フリーアドレスを導入したものの、失敗に終わり元のオフィススタイルに戻ってしまう理由としては、次の3点が挙げられます。

新人教育が難しい

新人社員は常に先輩や上司の近くにいてサポートを受ける必要があるため、フリーアドレスを導入しても、結局は席が固定してしまい、フリーアドレスの効果が期待できません。

特に、業種や職種により特定の時期だけではなく定期的に新入社員が入ってくる企業では、フリーアドレスの定着は難しく、失敗してしまう可能性が高まります。

雑談が増えすぎてしまう可能性がある

他部署や他チームの社員との雑談は、新たな発見やアイデアの創出において欠かせないポイントのひとつです。しかし、フリーアドレスにより、常に雑談をするようになってしまうと、業務効率が落ち、失敗に終わってしまうでしょう。

無理やり全社で導入しようとしてしまう

フリーアドレスはあらゆる部署、チームの社員とオープンなコミュニケーションを取れるのが大きなメリットです。しかし、人事や経理などセキュリティを重視しなければならない部署やプロジェクトチームでは、そのオープンな環境がデメリットになる可能性があります。

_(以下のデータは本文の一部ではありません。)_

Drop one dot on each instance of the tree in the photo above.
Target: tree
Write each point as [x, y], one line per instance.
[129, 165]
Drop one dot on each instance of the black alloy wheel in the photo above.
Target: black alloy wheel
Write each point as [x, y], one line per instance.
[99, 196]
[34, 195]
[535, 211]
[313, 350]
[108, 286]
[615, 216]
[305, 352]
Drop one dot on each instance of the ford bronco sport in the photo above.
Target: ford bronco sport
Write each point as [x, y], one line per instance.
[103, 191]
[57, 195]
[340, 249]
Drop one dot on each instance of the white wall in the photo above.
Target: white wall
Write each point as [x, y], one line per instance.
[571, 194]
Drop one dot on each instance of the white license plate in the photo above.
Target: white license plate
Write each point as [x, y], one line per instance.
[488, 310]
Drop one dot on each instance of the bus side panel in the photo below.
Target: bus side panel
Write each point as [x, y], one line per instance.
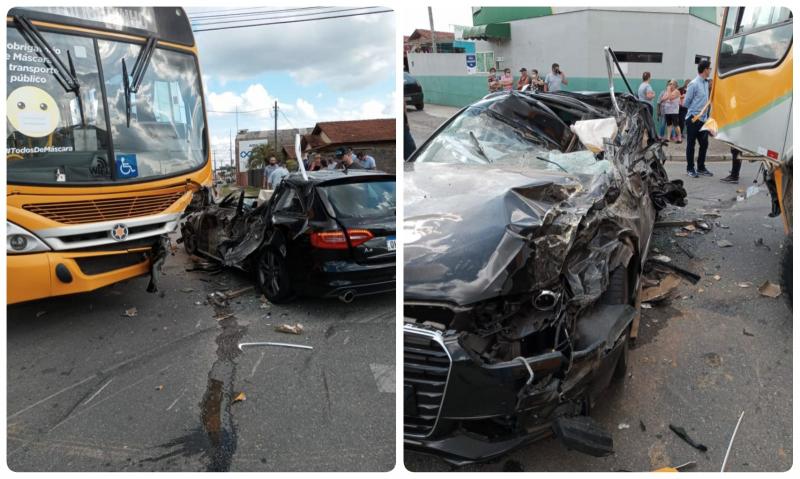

業務内容により最適な働き方は異なるため、段階を踏まずに全社でフリーアドレスを無理やり導入しようとすると失敗に終わる原因となってしまうでしょう。

社員側が感じるフリーアドレスのデメリット

フリーアドレスがうまくいかない原因のひとつとして挙げられるのが、企業側のメリットばかりを優先し、社員側が感じるデメリットに気づいていない点です。ここでは社員側が感じるフリーアドレスのデメリットを解説します。

毎朝、どこに座るかを考えなければならない

従来のオフィススタイルであれば、毎朝決まった席に着き仕事を進めていけます。しかし、フリーアドレスは原則として毎日、異なる席に座らなければなりません。毎朝、出社の際にどこに座るかを選択する手間が増加するのは社員にとってデメリットといえるでしょう。

机に私物や書類などを収納できなくなってしまう

フリーアドレスで使用する机は、常に人が変わることから引き出しがないケースがほとんどです。そのため、私物や会議で使う資料、商品カタログなどを収納する場所は個人ロッカーになります。その結果、自分の荷物であるにもかかわらず、使用時は席を立って取りにいく必要が生じるため、面倒くさく感じてしまうでしょう。

誰がどこに座っているかの把握がしづらい

日々、席が入れ替わるため、誰がどこに座っているのか、在席中なのか外出してしまっているのかが把握しづらくなります。その結果、業務が滞ってしまうことも少なくありません。これも社員が感じるデメリットのひとつです。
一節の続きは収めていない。